The SABC and DStv's new multimillion rand 24-hour news channel which was announced to start at the beginning of September has been delayed yet again and nobody is talking.
Although MultiChoice as a private company is making a substantial investment of millions of rands into the news operations of South Africa's public broadcaster, the SABC got the government to agree to have taxpayers fund the news channel to the tune of several millions more without which the SABC says the new news channel won't survive.
After an original starting date of April 2011, then delayed and moved to April 2012, In August the SABC announced that the new 24-hour news channel would start at the beginning of September on DStv with substantial investment from MultiChoice. In September MultiChoice moved the euronews channel on DStv away from channel 404 where presumably the new news channel will be placed next to the eNCA channel on channel 403.
Now a month later the SABC has not yet responded to multiple media enquiries made during September as to the launch and details of the channel. MultiChoice only says an announcement regarding the SABC news channel will be made at an appropriate time.
The new 24-hour news channel - according to insiders carrying the initial name of SABC News 24 Hours although there's been unhappiness within circles about the name - will have an operating cost of R180 million per year which will escalate to R240 million per year after five years.
The SABC plans to make the news channel available as a free-to-air digital TV channel once South Africa's long-delayed and constantly postponed switch to digital terrestrial television (DTT) eventually takes place.
In August the Treasury agreed that taxpayers will fund the SABC with further millions, although the exact amount has not been disclosed. The minister of communications, Dina Pule, told parliament that the SABC would not be able to run the 24-hour news channel without support from the government. On 17 August the minister of finance, Pravin Gordhan, gave the SABC board his approval.
"The commercialisation of the public broadcaster has placed it in a position where, as important as it is, it is all to concerned with meeting the bottom line and is losing sight of its core business: public service broadcasting," says Sekoetlane Phamodi, the coordinator of the SOS Coalition, a vast public interest group concerned with the eroding state of public broadcasting in South Africa.

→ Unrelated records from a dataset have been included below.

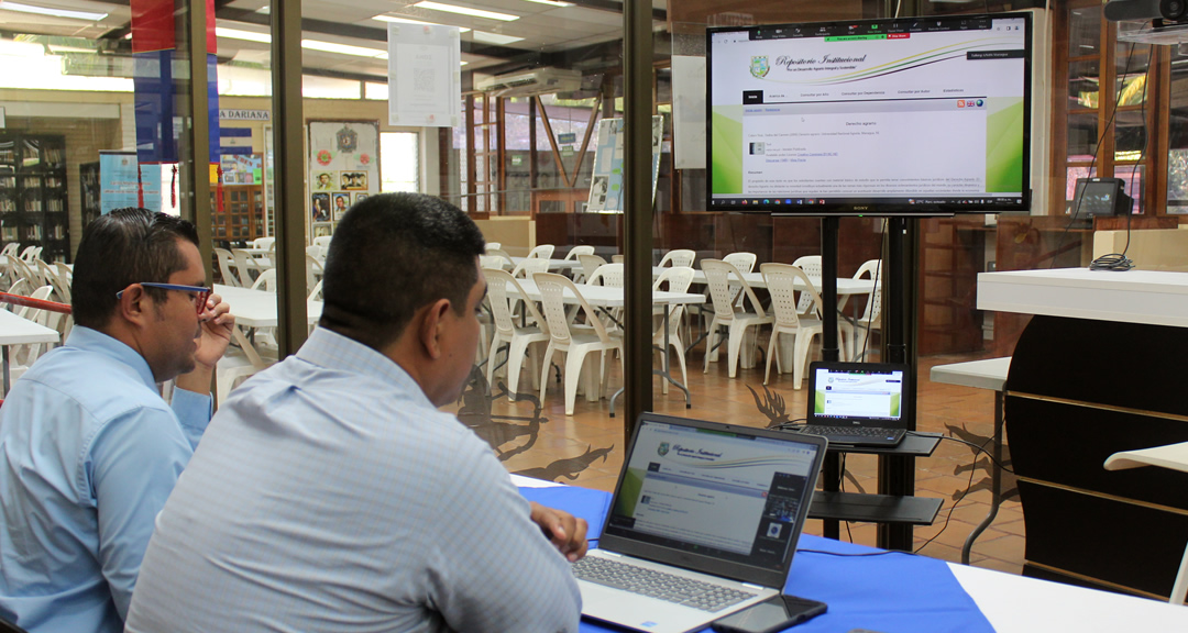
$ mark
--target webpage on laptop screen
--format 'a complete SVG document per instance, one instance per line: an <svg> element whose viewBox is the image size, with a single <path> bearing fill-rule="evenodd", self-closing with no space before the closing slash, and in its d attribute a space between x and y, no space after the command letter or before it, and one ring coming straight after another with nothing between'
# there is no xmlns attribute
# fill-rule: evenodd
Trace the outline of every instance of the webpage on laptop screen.
<svg viewBox="0 0 1188 633"><path fill-rule="evenodd" d="M712 33L713 198L1019 196L1024 20L911 24Z"/></svg>
<svg viewBox="0 0 1188 633"><path fill-rule="evenodd" d="M815 417L899 419L903 372L816 372Z"/></svg>
<svg viewBox="0 0 1188 633"><path fill-rule="evenodd" d="M646 423L611 525L699 553L778 563L795 533L815 450L810 444Z"/></svg>

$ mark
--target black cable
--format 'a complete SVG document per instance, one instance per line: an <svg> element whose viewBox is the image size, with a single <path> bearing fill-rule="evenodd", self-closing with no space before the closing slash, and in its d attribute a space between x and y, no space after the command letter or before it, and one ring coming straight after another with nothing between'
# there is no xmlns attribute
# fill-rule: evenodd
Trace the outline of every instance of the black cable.
<svg viewBox="0 0 1188 633"><path fill-rule="evenodd" d="M992 437L987 437L986 442L990 442L991 439L993 439L993 438ZM979 448L984 448L985 444L986 444L986 442L982 442L982 447L979 447ZM953 519L953 511L955 511L958 508L958 505L961 504L961 501L965 500L966 495L969 494L969 489L973 488L973 474L977 473L977 471L978 471L977 468L973 468L973 467L969 468L969 481L966 483L966 489L965 489L963 493L961 493L961 496L959 496L956 499L956 501L953 501L953 505L949 506L949 513L944 515L944 525L941 526L941 530L939 532L936 532L935 534L933 534L933 538L925 540L923 545L916 547L916 551L914 553L920 553L921 550L923 550L930 543L933 543L934 540L936 540L936 537L943 534L944 531L948 530L948 527L949 527L949 520Z"/></svg>
<svg viewBox="0 0 1188 633"><path fill-rule="evenodd" d="M1097 145L1097 148L1093 150L1093 159L1089 160L1089 169L1086 172L1086 177L1087 178L1092 178L1093 177L1093 166L1098 163L1098 153L1101 151L1101 143L1106 140L1106 134L1110 133L1110 129L1113 126L1114 116L1118 115L1118 102L1121 101L1121 91L1123 91L1123 88L1126 87L1126 75L1130 75L1130 62L1131 62L1131 59L1133 59L1133 57L1135 57L1135 42L1131 42L1130 43L1130 50L1126 51L1126 65L1123 68L1123 71L1121 71L1123 81L1120 81L1118 83L1118 94L1114 96L1113 110L1110 113L1110 119L1106 120L1106 125L1101 129L1101 135L1098 137L1098 145ZM1148 63L1148 72L1150 72L1150 63ZM1145 90L1146 88L1144 87L1143 89ZM1098 91L1100 93L1100 84L1099 84ZM1062 245L1064 242L1064 239L1068 236L1069 229L1073 228L1073 224L1076 223L1076 219L1081 214L1081 203L1085 200L1085 190L1083 189L1081 190L1081 195L1076 195L1076 188L1074 186L1073 188L1073 198L1074 198L1074 202L1075 202L1075 204L1073 207L1073 213L1069 214L1068 224L1064 224L1064 230L1063 230L1063 233L1061 233L1061 243ZM1048 268L1054 268L1055 266L1056 266L1056 258L1054 255L1051 258L1051 261L1048 264Z"/></svg>
<svg viewBox="0 0 1188 633"><path fill-rule="evenodd" d="M861 558L864 556L887 556L889 553L902 553L904 556L916 556L916 552L905 552L903 550L881 550L877 552L862 552L862 553L842 553L842 552L829 552L824 550L796 550L796 553L822 553L824 556L836 556L839 558Z"/></svg>
<svg viewBox="0 0 1188 633"><path fill-rule="evenodd" d="M1133 50L1133 46L1135 46L1135 43L1131 42L1131 50ZM1149 91L1148 88L1151 84L1151 82L1150 82L1150 78L1151 78L1151 62L1154 59L1155 59L1155 45L1150 44L1146 48L1146 74L1143 75L1143 96L1142 96L1142 100L1139 101L1140 109L1139 109L1139 118L1138 118L1138 120L1142 122L1142 126L1143 126L1143 128L1142 128L1143 129L1143 148L1139 150L1139 152L1138 152L1138 160L1136 160L1135 164L1131 165L1131 167L1130 167L1130 183L1131 183L1132 186L1135 184L1135 173L1138 171L1138 166L1143 164L1143 157L1146 156L1146 147L1148 147L1148 145L1151 144L1151 135L1146 133L1146 96L1148 96L1148 91ZM1123 78L1123 81L1125 82L1125 78ZM1120 95L1121 91L1119 91L1118 94ZM1142 190L1139 190L1139 191L1135 191L1135 194L1137 195L1136 200L1138 200L1138 208L1142 209L1143 208L1143 202L1142 202L1143 201L1143 197L1142 197L1143 192L1142 192ZM1133 215L1135 214L1133 214L1133 211L1131 209L1126 209L1126 246L1123 247L1121 253L1108 253L1108 254L1105 254L1105 255L1101 255L1101 257L1094 259L1089 264L1089 270L1091 271L1129 271L1129 270L1131 270L1131 268L1135 267L1135 262L1130 258L1126 257L1126 252L1130 251L1130 221L1131 221L1131 217L1133 217Z"/></svg>
<svg viewBox="0 0 1188 633"><path fill-rule="evenodd" d="M1004 473L1010 473L1012 475L1015 474L1015 470L1011 470L1010 468L1006 468L1005 466L1003 466L1001 462L999 462L998 460L996 460L994 456L991 455L988 450L986 450L986 448L985 448L986 443L990 442L991 439L993 439L993 437L987 437L986 442L982 442L979 445L979 444L974 444L973 442L966 442L965 439L961 439L960 437L953 437L953 436L948 436L948 435L917 433L916 431L908 431L906 435L914 435L916 437L927 437L927 438L934 438L935 437L935 438L940 438L940 439L948 439L950 442L960 442L961 444L965 444L967 447L973 447L974 449L980 450L981 452L985 452L986 457L988 457L990 461L991 461L991 463L993 463L994 466L997 466L999 468L999 470L1001 470Z"/></svg>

"With particular reference to the 24-hour news channel, it comes as a grave concern and disappointment to us that the broadcaster would choose to launch the channel on DStv - first or at all - and really underscores this very point about loss of focus on its core business as a result of commercialisation."
"At our meeting with the SABC we were advised that the incorporation of the channel on the DStv bouquet was a purely commercial relationship with MultiChoice which would help the SABC to attract viewers from higher LSM's and, consequently attract more advertising revenue," says Sekoetlane Phamodi.
He says the SOS Coalition nevertheless "welcome the establishment of the channel". "The SABC has indicated that it intends to build the channel's brand as the South African newscaster of choice, and we believe that it is imperative that this come from the public broadcaster. The SABC News brand should be the trusted voice and mirror of all South Africans and we will continue to endeavour to support the SABC in establishing it as such for the public interest."